Jennifer Freeman, a senior director at Jobs for the Future, a non-profit focused on career opportunities for students, thought that the partnership could be a useful example for two-year institutions.
“Community colleges that are now struggling with enrollment and finances in more and more states are beginning to reach out to each other and say, ‘OK, not every one of our colleges needs to do everything,’” she said. “This is a great model of leveraging the capacities that are already there in a partnering institution.”

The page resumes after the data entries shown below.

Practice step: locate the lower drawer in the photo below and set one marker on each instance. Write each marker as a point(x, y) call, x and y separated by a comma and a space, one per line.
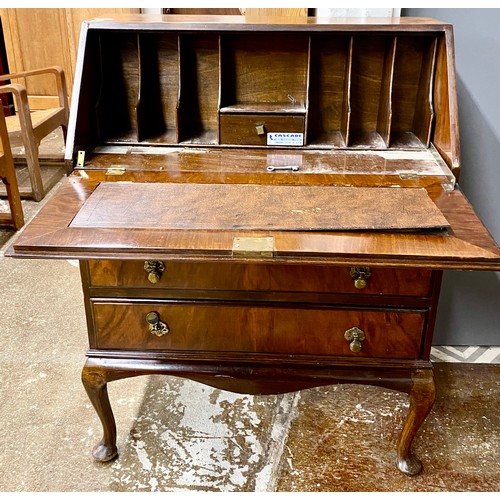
point(258, 329)
point(253, 130)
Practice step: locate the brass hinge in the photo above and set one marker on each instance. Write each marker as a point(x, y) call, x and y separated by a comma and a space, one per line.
point(80, 159)
point(116, 170)
point(253, 247)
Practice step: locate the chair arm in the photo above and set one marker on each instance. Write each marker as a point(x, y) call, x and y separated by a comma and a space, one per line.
point(21, 96)
point(57, 71)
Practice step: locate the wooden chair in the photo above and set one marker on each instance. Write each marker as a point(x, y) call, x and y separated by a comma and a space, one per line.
point(8, 176)
point(27, 128)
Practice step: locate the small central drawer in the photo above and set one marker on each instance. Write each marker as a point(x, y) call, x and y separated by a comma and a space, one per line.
point(195, 326)
point(259, 277)
point(253, 129)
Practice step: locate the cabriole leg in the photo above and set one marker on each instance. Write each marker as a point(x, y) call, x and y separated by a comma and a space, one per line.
point(422, 396)
point(95, 382)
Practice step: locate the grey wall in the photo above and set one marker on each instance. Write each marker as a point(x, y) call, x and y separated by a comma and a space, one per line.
point(469, 311)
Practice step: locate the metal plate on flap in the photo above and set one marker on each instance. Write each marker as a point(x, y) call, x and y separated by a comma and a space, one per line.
point(253, 247)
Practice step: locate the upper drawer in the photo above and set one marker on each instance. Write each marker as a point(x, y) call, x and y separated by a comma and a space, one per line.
point(254, 130)
point(195, 326)
point(260, 277)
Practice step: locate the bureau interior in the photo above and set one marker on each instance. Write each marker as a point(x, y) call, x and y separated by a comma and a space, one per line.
point(335, 89)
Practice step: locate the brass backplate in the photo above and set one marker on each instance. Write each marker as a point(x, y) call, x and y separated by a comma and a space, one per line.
point(253, 247)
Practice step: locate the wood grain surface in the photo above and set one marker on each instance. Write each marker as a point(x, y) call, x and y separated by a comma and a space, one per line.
point(257, 207)
point(250, 328)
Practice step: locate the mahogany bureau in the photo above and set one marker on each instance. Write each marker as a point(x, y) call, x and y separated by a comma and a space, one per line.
point(263, 206)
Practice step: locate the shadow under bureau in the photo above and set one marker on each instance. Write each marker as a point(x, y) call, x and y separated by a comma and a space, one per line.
point(263, 206)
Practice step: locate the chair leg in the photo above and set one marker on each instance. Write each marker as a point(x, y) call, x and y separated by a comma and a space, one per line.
point(16, 208)
point(35, 174)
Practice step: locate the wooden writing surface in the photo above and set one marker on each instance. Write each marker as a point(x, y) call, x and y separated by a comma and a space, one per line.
point(257, 207)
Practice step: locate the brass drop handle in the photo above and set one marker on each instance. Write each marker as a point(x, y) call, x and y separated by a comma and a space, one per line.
point(355, 336)
point(156, 327)
point(360, 276)
point(154, 268)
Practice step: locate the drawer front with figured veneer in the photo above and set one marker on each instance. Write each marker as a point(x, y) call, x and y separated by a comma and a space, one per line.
point(242, 327)
point(259, 277)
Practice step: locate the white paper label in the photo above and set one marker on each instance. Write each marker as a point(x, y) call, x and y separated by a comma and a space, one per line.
point(285, 139)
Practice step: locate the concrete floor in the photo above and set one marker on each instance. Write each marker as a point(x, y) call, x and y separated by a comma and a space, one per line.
point(178, 435)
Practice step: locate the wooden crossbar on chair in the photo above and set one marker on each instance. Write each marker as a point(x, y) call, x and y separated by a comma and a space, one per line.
point(28, 128)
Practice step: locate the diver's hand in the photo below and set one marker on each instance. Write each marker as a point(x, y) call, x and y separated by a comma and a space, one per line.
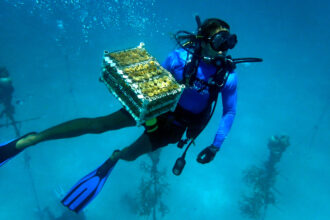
point(207, 155)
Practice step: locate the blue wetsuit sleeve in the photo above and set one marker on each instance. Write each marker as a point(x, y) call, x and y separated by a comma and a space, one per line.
point(229, 101)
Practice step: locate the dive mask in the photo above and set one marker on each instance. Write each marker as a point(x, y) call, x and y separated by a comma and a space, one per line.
point(222, 41)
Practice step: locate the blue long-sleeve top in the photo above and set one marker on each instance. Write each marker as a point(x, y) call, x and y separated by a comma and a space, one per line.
point(196, 101)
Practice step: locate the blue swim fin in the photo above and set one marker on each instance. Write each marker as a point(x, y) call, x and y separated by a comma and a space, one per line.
point(8, 150)
point(88, 187)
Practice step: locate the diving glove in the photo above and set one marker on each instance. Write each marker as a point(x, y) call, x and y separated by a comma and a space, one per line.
point(207, 155)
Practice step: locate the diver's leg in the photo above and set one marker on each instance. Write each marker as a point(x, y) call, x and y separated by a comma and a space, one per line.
point(77, 127)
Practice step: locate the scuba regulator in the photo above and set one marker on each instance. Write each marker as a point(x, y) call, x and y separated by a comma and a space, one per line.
point(220, 42)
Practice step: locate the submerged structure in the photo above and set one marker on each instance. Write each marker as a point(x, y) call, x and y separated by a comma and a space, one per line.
point(148, 201)
point(261, 180)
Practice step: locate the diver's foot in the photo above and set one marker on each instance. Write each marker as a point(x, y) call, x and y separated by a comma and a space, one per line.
point(27, 141)
point(115, 155)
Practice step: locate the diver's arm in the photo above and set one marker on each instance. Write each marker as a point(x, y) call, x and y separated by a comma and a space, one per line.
point(229, 101)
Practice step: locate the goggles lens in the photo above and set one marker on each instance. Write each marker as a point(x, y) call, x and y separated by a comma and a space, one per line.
point(219, 41)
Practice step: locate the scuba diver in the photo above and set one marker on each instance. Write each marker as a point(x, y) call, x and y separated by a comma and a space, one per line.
point(6, 93)
point(203, 66)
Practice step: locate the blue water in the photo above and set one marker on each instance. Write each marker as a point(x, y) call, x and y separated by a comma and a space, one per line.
point(53, 50)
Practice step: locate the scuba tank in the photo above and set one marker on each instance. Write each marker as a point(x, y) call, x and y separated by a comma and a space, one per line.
point(225, 65)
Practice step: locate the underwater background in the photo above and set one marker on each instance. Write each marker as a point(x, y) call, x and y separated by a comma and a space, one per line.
point(53, 51)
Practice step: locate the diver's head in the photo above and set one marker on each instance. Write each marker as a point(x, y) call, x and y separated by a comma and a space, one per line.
point(215, 37)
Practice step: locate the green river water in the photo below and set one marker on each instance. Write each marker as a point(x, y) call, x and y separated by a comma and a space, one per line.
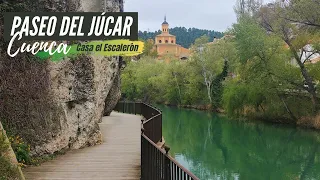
point(214, 147)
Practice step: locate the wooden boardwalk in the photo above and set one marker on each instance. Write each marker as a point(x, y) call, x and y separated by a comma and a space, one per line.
point(117, 158)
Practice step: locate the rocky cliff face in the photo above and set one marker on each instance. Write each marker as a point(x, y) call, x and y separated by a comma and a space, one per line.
point(57, 105)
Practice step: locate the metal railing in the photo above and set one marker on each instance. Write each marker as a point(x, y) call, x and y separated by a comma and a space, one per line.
point(156, 163)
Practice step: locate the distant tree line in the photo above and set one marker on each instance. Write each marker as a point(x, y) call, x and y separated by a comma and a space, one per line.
point(185, 37)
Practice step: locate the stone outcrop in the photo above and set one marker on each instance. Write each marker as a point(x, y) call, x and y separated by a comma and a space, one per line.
point(57, 105)
point(113, 96)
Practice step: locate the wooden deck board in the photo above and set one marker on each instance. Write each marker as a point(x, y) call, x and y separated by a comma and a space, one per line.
point(117, 158)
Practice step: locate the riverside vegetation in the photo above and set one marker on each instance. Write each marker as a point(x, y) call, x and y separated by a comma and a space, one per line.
point(261, 68)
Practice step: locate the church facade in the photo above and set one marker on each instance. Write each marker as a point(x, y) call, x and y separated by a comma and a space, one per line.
point(165, 44)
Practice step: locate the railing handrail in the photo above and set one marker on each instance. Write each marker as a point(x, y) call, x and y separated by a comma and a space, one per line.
point(163, 152)
point(171, 158)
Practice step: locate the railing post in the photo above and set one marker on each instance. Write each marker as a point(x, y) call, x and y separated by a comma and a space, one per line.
point(167, 171)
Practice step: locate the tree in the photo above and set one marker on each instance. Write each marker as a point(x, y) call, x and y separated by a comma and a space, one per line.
point(274, 18)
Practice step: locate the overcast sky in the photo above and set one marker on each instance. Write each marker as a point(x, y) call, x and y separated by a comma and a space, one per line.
point(215, 15)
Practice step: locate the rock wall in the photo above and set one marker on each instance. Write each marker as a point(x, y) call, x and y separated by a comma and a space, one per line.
point(113, 96)
point(57, 105)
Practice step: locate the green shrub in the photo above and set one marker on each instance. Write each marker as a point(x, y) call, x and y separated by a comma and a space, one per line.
point(7, 171)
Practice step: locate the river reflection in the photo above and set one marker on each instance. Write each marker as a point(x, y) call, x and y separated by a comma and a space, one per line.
point(214, 147)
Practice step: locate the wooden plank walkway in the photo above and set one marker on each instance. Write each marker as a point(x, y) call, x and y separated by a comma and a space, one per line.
point(117, 158)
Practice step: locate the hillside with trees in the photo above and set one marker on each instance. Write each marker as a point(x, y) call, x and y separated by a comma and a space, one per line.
point(185, 37)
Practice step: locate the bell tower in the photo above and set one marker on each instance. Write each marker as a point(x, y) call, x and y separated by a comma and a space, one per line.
point(165, 26)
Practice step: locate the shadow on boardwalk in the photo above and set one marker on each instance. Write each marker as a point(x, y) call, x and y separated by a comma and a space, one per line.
point(117, 158)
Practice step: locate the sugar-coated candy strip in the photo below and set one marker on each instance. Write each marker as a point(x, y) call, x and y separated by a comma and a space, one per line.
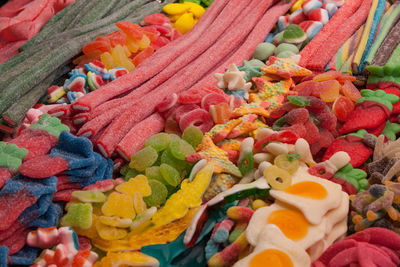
point(152, 65)
point(321, 58)
point(388, 45)
point(138, 135)
point(392, 18)
point(330, 28)
point(182, 80)
point(221, 23)
point(246, 50)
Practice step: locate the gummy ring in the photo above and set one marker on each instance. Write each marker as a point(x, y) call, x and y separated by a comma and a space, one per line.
point(277, 178)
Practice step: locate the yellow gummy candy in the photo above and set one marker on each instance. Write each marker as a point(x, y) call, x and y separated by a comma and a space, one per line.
point(138, 184)
point(175, 9)
point(185, 23)
point(196, 9)
point(144, 42)
point(162, 234)
point(128, 258)
point(110, 232)
point(120, 205)
point(138, 203)
point(115, 221)
point(188, 196)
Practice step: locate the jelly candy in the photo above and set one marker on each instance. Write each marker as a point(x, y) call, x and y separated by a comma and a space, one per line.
point(329, 90)
point(342, 107)
point(137, 184)
point(287, 162)
point(170, 174)
point(107, 232)
point(89, 196)
point(180, 148)
point(115, 221)
point(144, 158)
point(119, 205)
point(139, 58)
point(193, 136)
point(79, 214)
point(278, 178)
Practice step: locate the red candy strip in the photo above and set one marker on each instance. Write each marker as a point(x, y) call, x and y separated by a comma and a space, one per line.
point(330, 28)
point(182, 80)
point(324, 54)
point(153, 65)
point(138, 135)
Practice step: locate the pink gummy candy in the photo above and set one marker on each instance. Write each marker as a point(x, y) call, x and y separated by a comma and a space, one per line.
point(43, 166)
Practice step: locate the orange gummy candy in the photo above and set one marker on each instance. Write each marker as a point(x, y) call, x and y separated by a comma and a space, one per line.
point(349, 90)
point(139, 58)
point(329, 90)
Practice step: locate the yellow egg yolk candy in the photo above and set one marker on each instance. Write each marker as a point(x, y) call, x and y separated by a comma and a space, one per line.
point(292, 223)
point(271, 257)
point(308, 189)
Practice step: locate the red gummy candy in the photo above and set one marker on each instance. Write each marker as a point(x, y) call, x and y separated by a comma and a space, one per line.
point(182, 110)
point(167, 103)
point(198, 118)
point(117, 38)
point(366, 115)
point(212, 99)
point(342, 107)
point(43, 166)
point(312, 133)
point(296, 116)
point(156, 19)
point(139, 58)
point(131, 29)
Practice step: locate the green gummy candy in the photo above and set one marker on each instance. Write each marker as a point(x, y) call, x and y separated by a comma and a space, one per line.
point(11, 156)
point(132, 173)
point(78, 214)
point(180, 148)
point(256, 62)
point(144, 158)
point(285, 54)
point(263, 51)
point(89, 196)
point(181, 165)
point(154, 173)
point(300, 101)
point(294, 34)
point(170, 174)
point(193, 136)
point(158, 195)
point(287, 47)
point(50, 124)
point(158, 141)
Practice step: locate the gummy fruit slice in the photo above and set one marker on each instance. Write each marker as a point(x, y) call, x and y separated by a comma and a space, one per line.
point(144, 158)
point(170, 174)
point(158, 141)
point(158, 195)
point(193, 136)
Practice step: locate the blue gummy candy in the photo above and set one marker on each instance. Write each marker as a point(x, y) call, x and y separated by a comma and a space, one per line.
point(211, 249)
point(26, 256)
point(3, 256)
point(36, 210)
point(77, 151)
point(50, 218)
point(37, 187)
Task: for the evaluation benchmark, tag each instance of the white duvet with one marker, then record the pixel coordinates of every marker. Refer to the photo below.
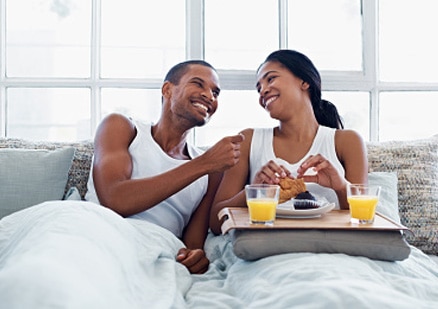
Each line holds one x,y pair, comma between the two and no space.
73,254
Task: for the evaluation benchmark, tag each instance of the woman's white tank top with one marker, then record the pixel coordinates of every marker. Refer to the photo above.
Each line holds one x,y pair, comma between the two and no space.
262,150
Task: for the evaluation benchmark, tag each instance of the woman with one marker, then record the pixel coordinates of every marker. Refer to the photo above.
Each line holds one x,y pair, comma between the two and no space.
309,141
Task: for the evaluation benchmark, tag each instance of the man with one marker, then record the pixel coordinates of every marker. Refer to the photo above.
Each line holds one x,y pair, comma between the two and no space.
151,172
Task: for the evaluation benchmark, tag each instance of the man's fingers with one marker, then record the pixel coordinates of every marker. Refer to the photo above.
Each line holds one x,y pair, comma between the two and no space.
237,138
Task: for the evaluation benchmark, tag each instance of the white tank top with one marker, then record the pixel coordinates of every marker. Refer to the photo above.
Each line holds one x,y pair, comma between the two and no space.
148,159
262,150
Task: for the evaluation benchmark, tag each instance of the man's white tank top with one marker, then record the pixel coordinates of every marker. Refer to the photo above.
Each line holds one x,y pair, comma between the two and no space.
262,150
148,159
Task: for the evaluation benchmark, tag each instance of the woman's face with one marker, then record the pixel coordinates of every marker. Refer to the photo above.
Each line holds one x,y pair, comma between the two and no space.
280,91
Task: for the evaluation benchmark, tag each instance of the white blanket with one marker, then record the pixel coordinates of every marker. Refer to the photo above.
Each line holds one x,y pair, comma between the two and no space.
80,255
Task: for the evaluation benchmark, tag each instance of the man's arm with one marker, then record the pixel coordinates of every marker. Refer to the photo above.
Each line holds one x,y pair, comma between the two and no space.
113,166
193,257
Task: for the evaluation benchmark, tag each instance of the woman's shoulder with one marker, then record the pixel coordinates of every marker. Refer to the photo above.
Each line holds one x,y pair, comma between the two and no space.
348,135
346,140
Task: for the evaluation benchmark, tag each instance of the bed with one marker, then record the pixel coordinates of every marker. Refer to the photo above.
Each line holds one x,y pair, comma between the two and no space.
71,253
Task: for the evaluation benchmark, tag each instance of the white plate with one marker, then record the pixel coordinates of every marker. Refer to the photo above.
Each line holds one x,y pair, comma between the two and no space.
287,210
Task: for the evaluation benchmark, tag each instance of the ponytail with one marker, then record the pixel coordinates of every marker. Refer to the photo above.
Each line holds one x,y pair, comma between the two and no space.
327,115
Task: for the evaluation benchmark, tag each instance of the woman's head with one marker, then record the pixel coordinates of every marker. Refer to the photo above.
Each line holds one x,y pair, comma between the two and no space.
302,67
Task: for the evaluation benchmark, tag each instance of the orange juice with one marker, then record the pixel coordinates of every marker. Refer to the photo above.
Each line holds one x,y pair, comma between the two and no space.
262,210
363,207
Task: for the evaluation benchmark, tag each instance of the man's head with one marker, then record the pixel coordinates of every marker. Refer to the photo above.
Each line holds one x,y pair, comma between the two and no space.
190,92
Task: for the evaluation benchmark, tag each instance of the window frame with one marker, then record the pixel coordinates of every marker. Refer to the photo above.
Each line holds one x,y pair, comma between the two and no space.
366,81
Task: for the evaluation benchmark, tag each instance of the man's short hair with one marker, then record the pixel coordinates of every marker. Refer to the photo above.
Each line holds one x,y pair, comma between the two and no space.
176,72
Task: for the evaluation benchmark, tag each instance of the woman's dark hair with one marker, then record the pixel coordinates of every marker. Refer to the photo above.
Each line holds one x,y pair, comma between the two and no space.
302,67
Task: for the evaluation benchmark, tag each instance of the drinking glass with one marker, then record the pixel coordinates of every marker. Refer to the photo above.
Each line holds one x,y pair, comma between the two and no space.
262,201
363,200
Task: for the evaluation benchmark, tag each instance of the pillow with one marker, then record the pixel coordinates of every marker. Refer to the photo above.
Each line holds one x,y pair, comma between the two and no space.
388,201
29,177
73,194
416,165
380,245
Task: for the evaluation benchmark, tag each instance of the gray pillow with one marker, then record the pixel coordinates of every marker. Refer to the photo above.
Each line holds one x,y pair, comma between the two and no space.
29,177
388,202
380,245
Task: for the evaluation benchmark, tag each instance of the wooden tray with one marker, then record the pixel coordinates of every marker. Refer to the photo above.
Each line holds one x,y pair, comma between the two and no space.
238,218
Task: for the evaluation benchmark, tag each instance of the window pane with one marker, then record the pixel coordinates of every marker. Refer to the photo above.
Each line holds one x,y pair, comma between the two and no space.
408,48
142,38
48,39
52,114
407,115
240,34
237,110
141,104
328,32
354,108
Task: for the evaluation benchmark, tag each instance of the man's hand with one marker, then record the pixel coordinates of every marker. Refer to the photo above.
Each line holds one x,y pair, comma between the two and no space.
224,154
194,259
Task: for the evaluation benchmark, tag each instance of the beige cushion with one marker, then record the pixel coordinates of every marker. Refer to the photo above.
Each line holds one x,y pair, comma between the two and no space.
30,176
416,165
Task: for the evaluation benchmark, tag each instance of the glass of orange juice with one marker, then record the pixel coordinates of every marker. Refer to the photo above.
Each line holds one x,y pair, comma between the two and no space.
363,201
262,200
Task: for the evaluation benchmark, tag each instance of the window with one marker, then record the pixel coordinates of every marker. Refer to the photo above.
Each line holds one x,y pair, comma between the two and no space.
64,65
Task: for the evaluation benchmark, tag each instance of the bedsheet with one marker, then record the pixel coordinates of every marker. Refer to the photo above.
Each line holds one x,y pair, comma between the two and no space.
73,254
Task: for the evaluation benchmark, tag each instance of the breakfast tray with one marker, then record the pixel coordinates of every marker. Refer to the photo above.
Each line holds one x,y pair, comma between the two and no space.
238,218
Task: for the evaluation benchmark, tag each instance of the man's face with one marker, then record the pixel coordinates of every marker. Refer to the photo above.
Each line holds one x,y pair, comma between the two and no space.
195,98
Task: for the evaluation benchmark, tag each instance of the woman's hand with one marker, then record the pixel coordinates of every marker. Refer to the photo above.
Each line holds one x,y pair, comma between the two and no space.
325,174
194,259
271,173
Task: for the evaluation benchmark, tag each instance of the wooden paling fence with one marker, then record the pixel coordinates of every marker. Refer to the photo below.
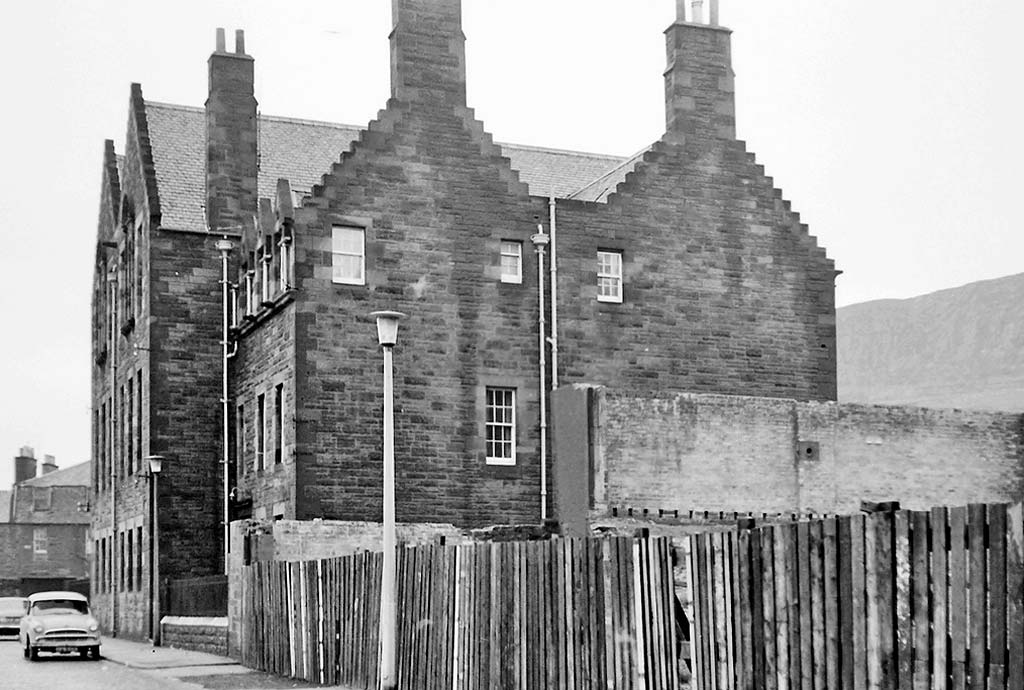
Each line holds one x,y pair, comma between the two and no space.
905,599
562,613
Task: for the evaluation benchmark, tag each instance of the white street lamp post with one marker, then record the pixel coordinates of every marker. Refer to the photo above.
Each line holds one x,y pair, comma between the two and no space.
156,464
387,335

Freeman noted, however, that the program will need to expand dramatically if it wants to meet the need for medical assistants in San Antonio and that it may be more challenging to deliver the same level of personal support at scale. She also pointed out that it may be difficult for similar programs to grow throughout the country without Congress allowing Pell funds to cover short-term programs. There are currently several proposals to do so, but disagreement about how it will work.
In the meanwhile, the partnership between Alamo and CHCP will continue, funded over the next four years by Ready to Work, a San Antonio program that uses a 1/8 cent sales tax to pay for workforce development. The program will cover job training, job placement, and retention services, but not student stipends.
Morrill is happy to continue the collaboration. She sees the program as a testament to the value of institutions working together.
“None of us can do what needs to be done in our communities alone,” she said. “We need to seek public and private partnerships to scale our efforts.”